Cheryl told me, “Sunday morning I got a call after church from them. They found him exactly where I said after they eradicated the trees. ” The skeptic in me, had difficulty believing, so I turned to research. Is the ability to make predictions outside the realm of science? Julia Mossbridge, a neuroscientist at Northwestern University, says no. According Mossbridge, Patrizio Tressoldi of he Universita di Padova, Italy and Jessica Utts of the University of California, Irvine, predictions are a thing of science fact.
They conducted a meta-analysis of more than forty experiments published over the past 32 years examining prediction events. The scientists are quick to admit they do not know the science behind such activity, but there can be no doubt that some people can, in fact, make accurate predictions. Though modern science is unable to successfully explain it, Mossbridge believes that further research into quantum biology will eventually reveal an explanation for behavior now deemed “paranormal. According to Mark Fletcher, “Cheryl is one of the best people in the country when it comes to finding people.

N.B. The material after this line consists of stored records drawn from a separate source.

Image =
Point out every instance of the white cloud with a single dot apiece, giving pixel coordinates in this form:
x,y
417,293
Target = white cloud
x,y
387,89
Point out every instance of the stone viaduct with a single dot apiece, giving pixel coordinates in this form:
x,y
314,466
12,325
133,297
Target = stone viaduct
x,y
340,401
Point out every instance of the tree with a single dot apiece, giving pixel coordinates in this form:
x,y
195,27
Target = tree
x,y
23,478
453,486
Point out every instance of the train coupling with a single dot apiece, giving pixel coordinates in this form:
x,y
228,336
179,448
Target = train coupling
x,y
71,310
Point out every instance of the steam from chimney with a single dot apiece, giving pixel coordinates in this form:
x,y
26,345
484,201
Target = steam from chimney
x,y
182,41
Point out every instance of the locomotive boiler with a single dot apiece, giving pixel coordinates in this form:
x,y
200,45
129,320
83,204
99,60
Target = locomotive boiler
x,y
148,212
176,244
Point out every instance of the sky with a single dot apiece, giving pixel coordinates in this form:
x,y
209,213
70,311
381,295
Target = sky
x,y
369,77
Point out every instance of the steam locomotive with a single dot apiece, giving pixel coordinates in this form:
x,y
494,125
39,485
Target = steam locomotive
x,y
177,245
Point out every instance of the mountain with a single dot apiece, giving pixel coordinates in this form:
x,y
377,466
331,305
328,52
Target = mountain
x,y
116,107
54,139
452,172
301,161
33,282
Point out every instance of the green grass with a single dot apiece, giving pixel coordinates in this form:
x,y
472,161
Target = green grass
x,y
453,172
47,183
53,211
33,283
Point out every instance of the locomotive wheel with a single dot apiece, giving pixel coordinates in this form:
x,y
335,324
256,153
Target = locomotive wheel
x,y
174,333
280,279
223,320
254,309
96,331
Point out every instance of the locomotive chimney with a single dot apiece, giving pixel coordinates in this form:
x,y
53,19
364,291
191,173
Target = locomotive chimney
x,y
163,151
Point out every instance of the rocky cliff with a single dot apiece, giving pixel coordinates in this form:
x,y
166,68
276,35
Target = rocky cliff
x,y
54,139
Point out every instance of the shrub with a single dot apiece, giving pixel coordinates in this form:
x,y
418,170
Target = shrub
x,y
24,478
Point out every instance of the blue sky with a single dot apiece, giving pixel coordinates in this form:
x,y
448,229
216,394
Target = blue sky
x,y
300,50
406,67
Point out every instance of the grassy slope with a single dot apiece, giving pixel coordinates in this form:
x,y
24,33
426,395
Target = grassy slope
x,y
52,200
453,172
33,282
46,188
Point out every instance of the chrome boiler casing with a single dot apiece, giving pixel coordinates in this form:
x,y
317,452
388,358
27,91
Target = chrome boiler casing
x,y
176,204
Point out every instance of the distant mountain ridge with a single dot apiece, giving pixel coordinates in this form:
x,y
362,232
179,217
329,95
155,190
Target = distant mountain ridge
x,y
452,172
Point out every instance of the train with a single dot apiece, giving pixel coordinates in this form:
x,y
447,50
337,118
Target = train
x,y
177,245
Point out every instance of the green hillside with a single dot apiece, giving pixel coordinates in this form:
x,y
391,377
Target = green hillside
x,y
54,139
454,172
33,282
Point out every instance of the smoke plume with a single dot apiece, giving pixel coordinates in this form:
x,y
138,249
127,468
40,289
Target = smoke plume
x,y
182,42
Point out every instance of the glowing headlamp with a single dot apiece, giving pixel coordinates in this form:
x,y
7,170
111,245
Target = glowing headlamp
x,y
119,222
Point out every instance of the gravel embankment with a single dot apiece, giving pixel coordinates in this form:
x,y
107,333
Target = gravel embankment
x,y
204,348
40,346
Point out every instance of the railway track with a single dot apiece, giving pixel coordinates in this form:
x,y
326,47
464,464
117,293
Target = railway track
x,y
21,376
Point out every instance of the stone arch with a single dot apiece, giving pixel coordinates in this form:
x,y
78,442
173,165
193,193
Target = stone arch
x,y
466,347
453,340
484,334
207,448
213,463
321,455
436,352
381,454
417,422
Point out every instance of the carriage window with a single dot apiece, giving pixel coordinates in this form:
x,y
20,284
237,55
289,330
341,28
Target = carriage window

There are a lot of quacks out there, but she’s the real deal. ” Mark says if he could afford it, he’d send her to help locate missing persons all over the country. Mark wasn’t always a believer, but he says, “It blew my mind when she knew things about that Hastings couple. When things come to fruition, you start to think, maybe there is something to this. ” Before our interview was over, I asked Cheryl one last question. “What advice would you give to people based on your experiences? She replied, “You need to learn to let go, and I’m talking to you. Here she leaned in closer to the computer screen. “Let them be who they are. Let them choose their own lives. Let them grow and be who they want to be, even if you don’t like it. You know what I’m talking about. ” As a nother of four, you bet I know. Explain it away however you want, but it was exactly what I needed to hear on that particular day, this particular year. There is more to life than what can be explained by science. Sometimes life is just feeling it, believing it. Sometimes it’s okay not to know the answer.